Если внимательно подсчитать количество транспарантов по дороге в Рачки, то у вас выйдет не 12, а 13. Последний уже запечатлен в мозгу всеми тринадцатью литерами и отсутствием какого-либо знака в конце. Видимо, автор идеи транспарантной любви хотел подчеркнуть не понуждение к акту, а полезную информацию, по примеру дорожных знаков, скажем: «неровная дорога», «осторожно, летят камни», «грунтовая».

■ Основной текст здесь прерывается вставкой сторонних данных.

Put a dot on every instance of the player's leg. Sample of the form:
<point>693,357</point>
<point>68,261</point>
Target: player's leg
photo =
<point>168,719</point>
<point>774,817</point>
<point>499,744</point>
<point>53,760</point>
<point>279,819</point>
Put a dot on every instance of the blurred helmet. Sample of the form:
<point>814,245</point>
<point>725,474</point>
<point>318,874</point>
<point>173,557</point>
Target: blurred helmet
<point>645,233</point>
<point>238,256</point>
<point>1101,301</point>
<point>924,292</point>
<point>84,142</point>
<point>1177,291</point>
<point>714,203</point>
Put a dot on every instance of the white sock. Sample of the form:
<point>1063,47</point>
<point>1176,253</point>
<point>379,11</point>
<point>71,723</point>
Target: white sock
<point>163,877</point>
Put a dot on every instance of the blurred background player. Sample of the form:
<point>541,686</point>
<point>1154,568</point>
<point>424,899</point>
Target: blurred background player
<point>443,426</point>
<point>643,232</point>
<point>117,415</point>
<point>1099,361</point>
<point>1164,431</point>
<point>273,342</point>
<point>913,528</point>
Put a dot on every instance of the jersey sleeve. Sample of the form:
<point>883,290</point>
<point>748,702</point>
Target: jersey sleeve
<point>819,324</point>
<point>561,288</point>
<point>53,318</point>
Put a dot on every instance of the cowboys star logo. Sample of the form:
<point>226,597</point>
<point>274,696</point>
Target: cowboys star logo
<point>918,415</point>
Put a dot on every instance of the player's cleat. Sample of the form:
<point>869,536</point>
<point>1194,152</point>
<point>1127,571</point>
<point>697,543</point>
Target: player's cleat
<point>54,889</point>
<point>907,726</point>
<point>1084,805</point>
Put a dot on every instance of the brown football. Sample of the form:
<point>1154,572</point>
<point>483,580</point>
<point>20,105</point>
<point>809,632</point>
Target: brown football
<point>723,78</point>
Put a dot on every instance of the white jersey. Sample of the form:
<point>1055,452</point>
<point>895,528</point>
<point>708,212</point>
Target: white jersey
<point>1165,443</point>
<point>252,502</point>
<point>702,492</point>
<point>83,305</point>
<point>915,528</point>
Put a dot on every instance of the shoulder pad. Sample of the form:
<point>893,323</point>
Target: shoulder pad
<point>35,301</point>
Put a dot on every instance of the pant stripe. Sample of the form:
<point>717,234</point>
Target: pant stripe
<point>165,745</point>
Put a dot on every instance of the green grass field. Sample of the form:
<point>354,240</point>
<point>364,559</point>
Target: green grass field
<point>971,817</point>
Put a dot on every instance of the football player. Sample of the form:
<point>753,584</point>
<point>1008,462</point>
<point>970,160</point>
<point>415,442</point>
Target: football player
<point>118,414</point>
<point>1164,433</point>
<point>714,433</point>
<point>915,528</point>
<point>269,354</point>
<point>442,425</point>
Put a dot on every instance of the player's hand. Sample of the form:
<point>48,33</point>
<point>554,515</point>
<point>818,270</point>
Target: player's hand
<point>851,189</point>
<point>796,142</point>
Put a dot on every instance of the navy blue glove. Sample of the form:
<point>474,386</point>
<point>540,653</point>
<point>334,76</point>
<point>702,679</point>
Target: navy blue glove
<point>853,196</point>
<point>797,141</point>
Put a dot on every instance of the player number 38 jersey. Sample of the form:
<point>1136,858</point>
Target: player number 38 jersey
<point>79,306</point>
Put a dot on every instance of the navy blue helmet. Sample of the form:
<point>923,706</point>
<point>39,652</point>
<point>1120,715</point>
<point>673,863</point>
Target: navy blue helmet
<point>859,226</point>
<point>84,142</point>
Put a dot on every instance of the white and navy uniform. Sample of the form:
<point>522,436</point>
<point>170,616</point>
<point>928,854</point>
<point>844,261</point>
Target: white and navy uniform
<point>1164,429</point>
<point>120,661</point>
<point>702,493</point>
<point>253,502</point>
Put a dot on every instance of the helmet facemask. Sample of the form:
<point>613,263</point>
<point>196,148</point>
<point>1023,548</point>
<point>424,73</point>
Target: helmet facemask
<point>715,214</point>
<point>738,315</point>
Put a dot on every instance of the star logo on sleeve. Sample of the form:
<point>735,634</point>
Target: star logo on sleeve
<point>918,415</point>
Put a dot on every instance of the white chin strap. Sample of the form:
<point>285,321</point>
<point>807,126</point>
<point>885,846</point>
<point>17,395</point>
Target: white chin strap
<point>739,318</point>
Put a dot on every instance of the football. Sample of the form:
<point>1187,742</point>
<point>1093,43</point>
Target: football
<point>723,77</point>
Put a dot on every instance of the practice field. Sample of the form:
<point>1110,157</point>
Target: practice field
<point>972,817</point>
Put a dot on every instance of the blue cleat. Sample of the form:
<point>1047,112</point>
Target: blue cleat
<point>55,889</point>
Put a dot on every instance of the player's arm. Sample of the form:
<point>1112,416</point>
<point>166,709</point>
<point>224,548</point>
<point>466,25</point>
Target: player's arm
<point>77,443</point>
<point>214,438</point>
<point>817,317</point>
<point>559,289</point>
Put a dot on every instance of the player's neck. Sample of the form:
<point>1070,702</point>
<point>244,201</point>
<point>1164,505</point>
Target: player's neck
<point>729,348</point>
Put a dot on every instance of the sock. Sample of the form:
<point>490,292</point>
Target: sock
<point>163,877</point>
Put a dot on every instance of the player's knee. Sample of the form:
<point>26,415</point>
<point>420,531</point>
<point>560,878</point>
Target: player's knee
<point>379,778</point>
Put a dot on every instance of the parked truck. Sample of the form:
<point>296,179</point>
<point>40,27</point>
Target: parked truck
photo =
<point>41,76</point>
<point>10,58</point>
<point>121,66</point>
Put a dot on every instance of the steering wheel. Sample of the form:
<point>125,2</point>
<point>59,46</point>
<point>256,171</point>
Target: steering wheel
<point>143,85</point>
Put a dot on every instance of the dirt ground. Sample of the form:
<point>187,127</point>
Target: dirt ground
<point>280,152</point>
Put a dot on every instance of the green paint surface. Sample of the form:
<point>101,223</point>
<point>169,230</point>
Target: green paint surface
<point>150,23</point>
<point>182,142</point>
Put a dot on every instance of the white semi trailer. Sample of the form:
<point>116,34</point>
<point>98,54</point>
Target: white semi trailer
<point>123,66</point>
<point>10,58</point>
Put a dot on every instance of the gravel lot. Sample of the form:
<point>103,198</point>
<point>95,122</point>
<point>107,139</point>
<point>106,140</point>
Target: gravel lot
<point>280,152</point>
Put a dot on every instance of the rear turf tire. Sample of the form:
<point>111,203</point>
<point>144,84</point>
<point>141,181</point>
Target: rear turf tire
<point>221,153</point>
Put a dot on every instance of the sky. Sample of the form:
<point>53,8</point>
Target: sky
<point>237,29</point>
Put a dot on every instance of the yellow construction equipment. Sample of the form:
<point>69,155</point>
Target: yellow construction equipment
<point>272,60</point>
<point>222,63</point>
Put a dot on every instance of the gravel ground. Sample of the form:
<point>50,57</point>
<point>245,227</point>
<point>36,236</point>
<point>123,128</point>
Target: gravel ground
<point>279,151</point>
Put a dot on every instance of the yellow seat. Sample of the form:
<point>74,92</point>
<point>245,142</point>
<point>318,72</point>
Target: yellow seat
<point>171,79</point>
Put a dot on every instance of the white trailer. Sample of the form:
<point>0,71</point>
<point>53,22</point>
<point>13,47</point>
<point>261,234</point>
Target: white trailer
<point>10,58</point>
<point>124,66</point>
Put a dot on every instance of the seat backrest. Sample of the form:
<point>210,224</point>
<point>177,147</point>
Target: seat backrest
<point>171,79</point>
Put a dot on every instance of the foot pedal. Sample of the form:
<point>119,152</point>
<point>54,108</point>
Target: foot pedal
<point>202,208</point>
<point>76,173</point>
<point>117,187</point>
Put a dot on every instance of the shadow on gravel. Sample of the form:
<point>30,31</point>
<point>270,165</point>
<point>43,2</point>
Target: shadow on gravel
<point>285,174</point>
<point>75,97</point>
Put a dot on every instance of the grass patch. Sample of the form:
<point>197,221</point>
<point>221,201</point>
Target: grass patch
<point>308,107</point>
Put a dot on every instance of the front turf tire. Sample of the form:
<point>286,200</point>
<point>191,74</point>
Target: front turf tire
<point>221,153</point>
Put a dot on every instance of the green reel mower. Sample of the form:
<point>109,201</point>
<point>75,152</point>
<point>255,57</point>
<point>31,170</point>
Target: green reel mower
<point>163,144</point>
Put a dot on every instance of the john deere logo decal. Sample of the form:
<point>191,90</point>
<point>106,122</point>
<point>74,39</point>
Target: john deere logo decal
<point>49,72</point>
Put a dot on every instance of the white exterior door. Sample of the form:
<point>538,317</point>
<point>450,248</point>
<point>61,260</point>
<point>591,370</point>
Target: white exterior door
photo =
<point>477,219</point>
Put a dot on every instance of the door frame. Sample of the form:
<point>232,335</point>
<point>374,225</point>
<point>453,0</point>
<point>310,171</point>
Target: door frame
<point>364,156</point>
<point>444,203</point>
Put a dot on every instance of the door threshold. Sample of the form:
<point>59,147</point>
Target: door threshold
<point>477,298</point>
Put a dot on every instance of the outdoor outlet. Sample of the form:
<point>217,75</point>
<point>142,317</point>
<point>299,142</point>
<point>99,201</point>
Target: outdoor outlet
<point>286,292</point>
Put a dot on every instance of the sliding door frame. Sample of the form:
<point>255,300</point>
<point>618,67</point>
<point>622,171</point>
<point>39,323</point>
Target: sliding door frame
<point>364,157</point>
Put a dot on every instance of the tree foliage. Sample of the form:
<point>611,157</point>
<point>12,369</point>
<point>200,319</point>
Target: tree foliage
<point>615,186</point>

И верно — по мере приближения к Рачкам дороги все хуже; беднее и народ, и пропаганда. А чего транжирить? И так все ясно. Дальше ехать некуда, дальше — «тупик». Как говорится — «приехали»… Но вот, что я заметил — несмотря на отсутствие призывов, последние километры грунтовки щемят и трогают душу, и уже выглядываешь, не появилась ли крыша, крытая темновишневым шифером-ондулином, и розоватый фасад, розовый, а не біленький («Рожевий, як у корівнику», — кажуть сусіди), и купы цветов над едкой зеленью штакетника, калитки и проржавевших ворот. И красавцы-лебеди, двоє біленьких на голубенькому, на соседских воротах у Яківни.
Братів Опришків — близнюків Вовчика та Валіка — поза очі, а бувало і в очі звали опаришами, тому що скрізь поруч, цвай-пара, неразлей вода — казалось, если одного насадят на крючок — то второй полезет сам, следом. Брати…
Та які ж різні! И внешне — даже кость разная, — а уж по характеру — бунт и тишь, мордобой и покорность.
— Двійня, — казала мати, баба Ганя, — то божа кара. І носити тяжко, а як б’ються — страшне!
Вовчик бил — Валик убегал, отбивался. Но не дай боже, кто тронет Валика — Вовчик тут как тут, за брата голову готов оторвать, но по справедливости, и так кругом — в армии, в бригаде, когда на Севере шабашили.
Ну и пить начали вместе, а как же, отец пил 17 лет, гонял их — и ремнем, и дручком, рука у Степана была тяжелая. Але ж настав час, і вони йому віддячили, да так, что и мать бросилась спасать батька, и Валик уже хватал за руки Вовчика, а тот подскакивал и лупасил.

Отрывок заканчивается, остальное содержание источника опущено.